Yeah, no ****. I don't know what else to say. Not sure anyone does know what to say or do about
it, given the political divide. My annual Uro appt. for this year has been cancelled twice now (on their end), and they are trying to get me in in early 2022. Glad I'm not having real uro type problems at the moment.
Rant #1: Wife and I had the opportunity to transfer along with a family doc who was moving to concierge approach. This was about
a decade ago. It seemed like a new thing in our locale back then. We did not follow, for financial reasons at the time. But I saw online recently that he was still doing that, so guess it worked for him and, by extension, his patients.
It seems you would be in an ideal position to try a concierge doc for a year. I think you may be a little better off financially than some other posters, so the $2k or so annual fee might be worth trying for a year. Just looking on the web now,
"A concierge care or direct primary care practice might average between 450 to 600 patients, while a typical primary care practice might average closer to 2,500 patients."
If you leave your current internist, you could do it gracefully and keep channels
open in case you wanted to go back after a year of concierge. Have them send just copies, not originals, of medical records to the new concierge doc, so going back would be easier if needed.
I would be really interested in what ideas a new doc, who is spending longer appts. with you, could come up with with regards to triglycerides. That, imho, is something that making progress on in 2022 would be really key for you.
-- For the months you spend away from the place your doc is physically located, perhaps you could do some virtual appointments. I've done that with two docs the last year, and it worked out pretty well.

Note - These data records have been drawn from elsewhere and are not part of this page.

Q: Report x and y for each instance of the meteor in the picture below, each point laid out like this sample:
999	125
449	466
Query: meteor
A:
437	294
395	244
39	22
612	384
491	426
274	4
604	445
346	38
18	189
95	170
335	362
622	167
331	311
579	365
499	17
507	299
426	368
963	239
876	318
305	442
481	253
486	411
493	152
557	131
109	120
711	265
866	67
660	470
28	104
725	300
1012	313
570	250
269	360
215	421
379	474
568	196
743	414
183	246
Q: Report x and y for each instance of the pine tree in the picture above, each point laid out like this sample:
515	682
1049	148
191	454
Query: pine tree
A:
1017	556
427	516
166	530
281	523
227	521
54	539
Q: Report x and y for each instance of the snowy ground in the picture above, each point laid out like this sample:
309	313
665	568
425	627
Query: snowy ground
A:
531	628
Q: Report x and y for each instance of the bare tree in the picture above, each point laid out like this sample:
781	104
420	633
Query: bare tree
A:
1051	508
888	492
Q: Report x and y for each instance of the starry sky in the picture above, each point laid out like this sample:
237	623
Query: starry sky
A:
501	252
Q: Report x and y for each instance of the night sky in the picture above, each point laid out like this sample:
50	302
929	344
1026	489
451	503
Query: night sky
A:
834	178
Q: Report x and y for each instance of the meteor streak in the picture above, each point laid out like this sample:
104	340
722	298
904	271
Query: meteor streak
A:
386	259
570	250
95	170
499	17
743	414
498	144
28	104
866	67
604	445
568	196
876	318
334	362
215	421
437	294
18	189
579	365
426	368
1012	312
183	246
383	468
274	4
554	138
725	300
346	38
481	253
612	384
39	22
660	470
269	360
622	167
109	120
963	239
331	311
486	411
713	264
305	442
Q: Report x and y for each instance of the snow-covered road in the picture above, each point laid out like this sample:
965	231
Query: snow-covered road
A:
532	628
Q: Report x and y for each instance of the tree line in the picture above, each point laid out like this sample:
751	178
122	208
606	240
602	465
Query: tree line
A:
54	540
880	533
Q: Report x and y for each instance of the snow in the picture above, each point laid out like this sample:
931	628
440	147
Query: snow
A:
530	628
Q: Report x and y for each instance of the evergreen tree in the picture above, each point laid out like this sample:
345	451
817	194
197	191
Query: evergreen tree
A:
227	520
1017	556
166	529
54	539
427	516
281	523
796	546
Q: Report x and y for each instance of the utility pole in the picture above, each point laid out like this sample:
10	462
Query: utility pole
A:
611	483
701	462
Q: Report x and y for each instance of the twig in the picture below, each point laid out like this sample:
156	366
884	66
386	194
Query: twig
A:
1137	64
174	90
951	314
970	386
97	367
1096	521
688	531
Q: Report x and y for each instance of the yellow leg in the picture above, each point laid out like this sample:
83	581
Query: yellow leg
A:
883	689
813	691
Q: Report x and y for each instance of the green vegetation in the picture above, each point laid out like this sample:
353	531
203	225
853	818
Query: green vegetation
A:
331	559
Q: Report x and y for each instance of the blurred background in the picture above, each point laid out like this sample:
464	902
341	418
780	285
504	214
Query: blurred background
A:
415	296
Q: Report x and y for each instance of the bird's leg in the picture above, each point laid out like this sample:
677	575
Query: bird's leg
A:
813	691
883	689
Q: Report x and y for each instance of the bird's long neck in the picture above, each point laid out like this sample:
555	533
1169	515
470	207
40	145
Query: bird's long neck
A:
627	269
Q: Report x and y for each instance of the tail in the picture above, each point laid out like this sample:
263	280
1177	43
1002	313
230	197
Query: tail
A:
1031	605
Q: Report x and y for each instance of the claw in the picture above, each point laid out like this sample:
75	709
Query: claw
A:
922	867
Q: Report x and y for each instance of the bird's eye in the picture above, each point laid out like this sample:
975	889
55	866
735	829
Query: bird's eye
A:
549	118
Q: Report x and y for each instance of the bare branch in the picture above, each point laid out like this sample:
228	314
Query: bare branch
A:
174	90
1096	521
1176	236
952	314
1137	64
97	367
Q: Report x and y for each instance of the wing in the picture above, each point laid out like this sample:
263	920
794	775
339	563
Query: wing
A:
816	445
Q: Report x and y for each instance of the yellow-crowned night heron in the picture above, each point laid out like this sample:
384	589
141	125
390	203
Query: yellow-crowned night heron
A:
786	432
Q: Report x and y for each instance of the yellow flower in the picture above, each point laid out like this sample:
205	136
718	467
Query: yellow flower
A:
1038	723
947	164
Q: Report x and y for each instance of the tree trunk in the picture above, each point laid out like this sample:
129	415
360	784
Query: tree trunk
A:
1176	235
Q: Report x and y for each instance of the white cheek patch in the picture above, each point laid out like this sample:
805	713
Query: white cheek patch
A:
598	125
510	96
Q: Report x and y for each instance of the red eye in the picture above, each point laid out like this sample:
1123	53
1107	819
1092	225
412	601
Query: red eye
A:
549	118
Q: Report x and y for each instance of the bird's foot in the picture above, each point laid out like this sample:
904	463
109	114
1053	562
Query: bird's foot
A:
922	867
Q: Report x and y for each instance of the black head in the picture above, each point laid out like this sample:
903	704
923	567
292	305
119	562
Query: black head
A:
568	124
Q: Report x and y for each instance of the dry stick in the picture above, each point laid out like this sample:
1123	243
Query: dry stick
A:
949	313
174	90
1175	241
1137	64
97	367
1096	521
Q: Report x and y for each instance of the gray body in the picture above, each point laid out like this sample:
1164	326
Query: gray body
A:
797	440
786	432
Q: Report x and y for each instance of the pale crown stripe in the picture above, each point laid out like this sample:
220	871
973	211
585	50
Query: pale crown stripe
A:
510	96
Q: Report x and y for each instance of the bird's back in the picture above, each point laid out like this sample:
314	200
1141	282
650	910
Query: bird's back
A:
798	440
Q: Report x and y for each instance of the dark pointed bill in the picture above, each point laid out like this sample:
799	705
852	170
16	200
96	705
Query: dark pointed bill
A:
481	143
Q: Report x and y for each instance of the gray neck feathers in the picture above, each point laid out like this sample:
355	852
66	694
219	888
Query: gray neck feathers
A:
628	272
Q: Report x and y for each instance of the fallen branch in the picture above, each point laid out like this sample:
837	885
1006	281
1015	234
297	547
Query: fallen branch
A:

-- Seem to recall you used to be in a state that did not allow online script
s and walk in blood draws. Maybe you could start doing some of those in one of your two "alternate" states, if allowed in that one. You can get your own LabCorp or Quest draws and monitor some of your stuff on your own, to minimize your routine doctor visits. They have many blood draw offices in most cities. Most doctors use those two processing labs, anyway. My local doctor's affiliated hospital just outsourced their whole in-house lab to Quest.